Un livre étonnant, sorte de carnet tenu jour après jour, coûte que coûte et scrupuleusement, de juillet 2001 à juillet 2002. Attention ce livre n'a rien à voir avec l'autobiographie, tient à préciser l'auteur! Quoique, faudrait voir...

 

1 avis

glotz
« Encore un album conceptuel » pourrait s'écrier le lecteur féru d'aventures avec des épées et des gros seins en lisant le quatrième de couverture de l'album d'Ibn Al Rabin Faudrait voir à voir : « Un livre étonnant, sorte de carnet de bord tenu jour après jour, coûte que coûte et scrupuleusement de juillet 2001 à juillet 2002. Ibn Al Rabin y explore la page blanche avec audace et ténacité, jouant avec les formes, les mots, les silences, les silhouettes. Voici la cartographie mentale quotidienne d'une création en perpétuel mouvement. Un journal de bord qui déborde de vie et d'idées.

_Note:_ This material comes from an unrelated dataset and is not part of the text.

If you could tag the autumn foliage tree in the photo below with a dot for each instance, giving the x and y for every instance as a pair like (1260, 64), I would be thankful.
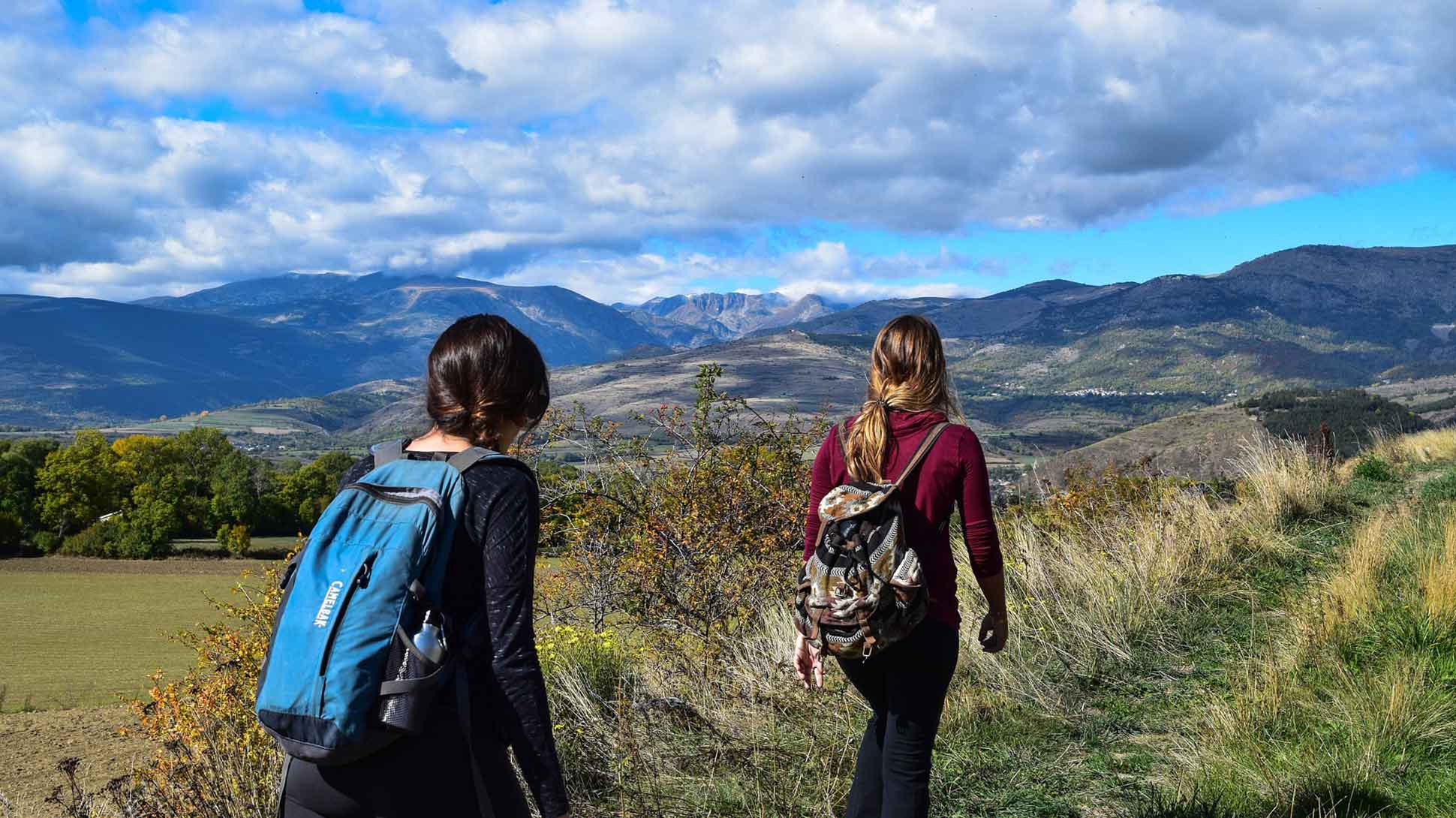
(687, 530)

Attention, ce livre n'a rien à voir avec l'autobiographie, tient à préciser l'auteur ! Quoique, faudrait voir... »
Et qu'y a-t-il concrètement dans ces 434 pages ? Un inventaire détaillé révelerait de l'humour absurde (p. 190, 224, 236, 253, 285), cynique (158, 278), plus classique (201), voire grivois (258), des clins d'oeils aux chefs d'oeuvres de la culture populaire (254, 282), pas mal de remplissage (assumé le plus souvent, 262), des poèmes mal construits et bien d'autres choses tout aussi palpitantes.
L 'ouvrage ne se voulant ni autobiographique ni recueil de strips remplit plutôt bien l'objectif de s'interroger sur la possibilité de la création au quotidien, avec ses aléas : lors des périodes de fatigue l'intérêt est bien faible, et ce parfois plusieurs jours de suite, alors que l'on trouve ci et là quelques éclairs de génie.
Plus défilent les pages et plus se dégage une structure commune au « journal » : les lombrics, le refrain « on m'appelle l'hirondelle des faubourgs », les rectangles vivants, Karl Marx et « l'homme qui a vu le fils de l'homme qui a vu l'ours » (qui concluent l'albums) reviennent au fil des mois, donnant un semblant de cohérence à l'ensemble et permettant quelques running-gags qui aident à accomplir l'objectif fixé.
Hélàs, dans les dernières semaines, les planches construites se font de plus en plus rares, au profit de « réflexions » sur la création et d'expérimentations graphiques bien souvent assimilables à une regrettable vacuité, hormis peut-être celle de la page 299. Pour tenter de se sortir du piège du rien à dire, Ibn Al Rabin utilise alors les mêmes personnages et les mêmes ficelles, et ce qui, sur l'ensemble du livre, aidait à la cohésion et était appréciable, devient assez énervant sur de petites périodes. Ainsi la série des 7 gags de Chiara et l'interviewer, si elle aurait pu être drôle dans un autre contexte, faut rentrer le livre dans le mécanisme du strip quotidien et l'auteur trahit le postulat initial, de même les mauvais petits poèmes rimés, drôles aux toutes premières lectures, n'inspirent assez vite plus qu'ennui et vers la fin le lecteur se prend à compter les pages lui restant à lire...
Une idée de départ très intéressante, des coups d'éclats indéniables (comme la page 310), une grande majorité de pages plaisantes mais l'essouflement aisé à sentir vers la fin montre que l'expérience n'est pas à recommencer. Un an, c'est beaucoup trop long...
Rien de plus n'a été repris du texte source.